Mas a vida não é simples assim. A aplicação desses verbos a casos concretos se depara com muitas pedras pelo caminho. Saber, por exemplo, se piada de humorista somente ofendeu ou se cruzou linha proibida a ponto de humilhar e incitar discriminação é das responsabilidades maiores de duas senhoras: a jurisprudência e a doutrina jurídica. Elas não oferecem fórmula matemática nem algoritmo, mas critérios que vão ganhando densidade caso após caso.
Essas
senhoras cambaleantes da cultura jurídica brasileira precisam construir
previsibilidade e coerência. Devem notar nuances, indicar diferenças que
importam. Sem isso não podemos separar o joio do trigo. Vira um tudo ou nada,
um "acho que sim, acho que não", um duelo ilusório entre liberdade e
autoritarismo. É no raciocínio binário que mora a burrice jurídica.
Para
complicar, importa "quem" fala. A
liberdade de autoridades públicas não é a mesma de um cidadão da esquina.
Não
é a mesma coisa quando: presidente
diz que te odeia e vai te enviar para a ponta da praia; vice-presidente diz
que índio é preguiçoso; deputado defende tortura e ditadura; juiz do STF
palestra sobre cleptocracia do PT e saúda a Lava Jato (e dois anos depois a
chama de "organização criminosa"); promotor classifica críticos da
Lava Jato de "juristas da orcrim".
Não
é a mesma coisa quando: general tuíta homenagem a Ustra, e clube de generais
espalha notícia falsa; policial vira youtuber, filma operações de guerra e
celebra suas "balas perdidas"; dirigente de agência reguladora como a
Anvisa participa de aglomeração sem máscara ao lado do presidente.
Agentes
de Estado se sujeitam a regime diverso da liberdade de expressão. É por
intermédio deles que o Estado fala —do presidente ao guarda da rua, do juiz ao
militar. É por meio da conduta desses agentes que instituições buscam se
despersonalizar, se despolitizar e se despartidarizar.
Precisam
seguir rituais de imparcialidade, liturgias e padrões de decoro. Cidadãos
comuns, não. Assumem compromisso ético e performativo. Sua conduta pública
educa ou deseduca pelo exemplo, encoraja ou desencoraja. Estão sujeitos, por
isso, a regulações e sanções extras: crime
de responsabilidade, quebra de decoro, violação da ética profissional e
etc.
A
imunidade parlamentar dá ao deputado liberdade de expressão qualificada, não
ilimitada.
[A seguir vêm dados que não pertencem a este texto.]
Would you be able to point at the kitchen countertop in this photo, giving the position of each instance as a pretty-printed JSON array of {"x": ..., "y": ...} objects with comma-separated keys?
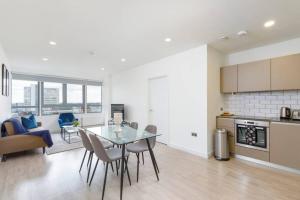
[{"x": 270, "y": 119}]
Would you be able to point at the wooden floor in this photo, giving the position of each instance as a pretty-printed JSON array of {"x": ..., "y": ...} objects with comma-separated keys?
[{"x": 182, "y": 176}]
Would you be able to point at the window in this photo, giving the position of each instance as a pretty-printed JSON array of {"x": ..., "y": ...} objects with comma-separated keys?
[
  {"x": 93, "y": 98},
  {"x": 44, "y": 95},
  {"x": 25, "y": 96},
  {"x": 52, "y": 93},
  {"x": 74, "y": 94}
]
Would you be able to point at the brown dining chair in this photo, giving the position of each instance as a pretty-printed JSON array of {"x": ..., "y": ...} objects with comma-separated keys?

Ajuda a democracia a produzir melhores debates, não o deputado a
delinquir. E a condição de deputado também traz restrições qualificadas à sua
liberdade de expressão: não é a mesma coisa um deputado
e o fulano do bar defender a ditadura e a tortura. Parlamentar pode mais ou
pode menos que um cidadão comum, conforme o caso.
Calibrar
a liberdade é o feijão com arroz rotineiro dos direitos fundamentais. Isso se
faz por justificativa pública e juridicamente fina, exercício liberal e
republicano, não autoritário (equívoco de Catarina Rochamonte e Atila Iamarino
em colunas recentes). Bem diferente de restringir a liberdade arbitrariamente,
por ato irracional de força bruta. Valores, objetivos e direitos
constitucionais se chocam. Nem sempre a liberdade deve triunfar sem qualquer
tempero.
A
democracia começa na liberdade de expressão. A democracia termina no abuso da
liberdade de expressão. A democracia deve se defender desse risco e observar
"quem" está falando.
*Conrado Hübner Mendes, Professor de direito constitucional da USP, é doutor em direito e ciência política e embaixador científico da Fundação Alexander von Humboldt.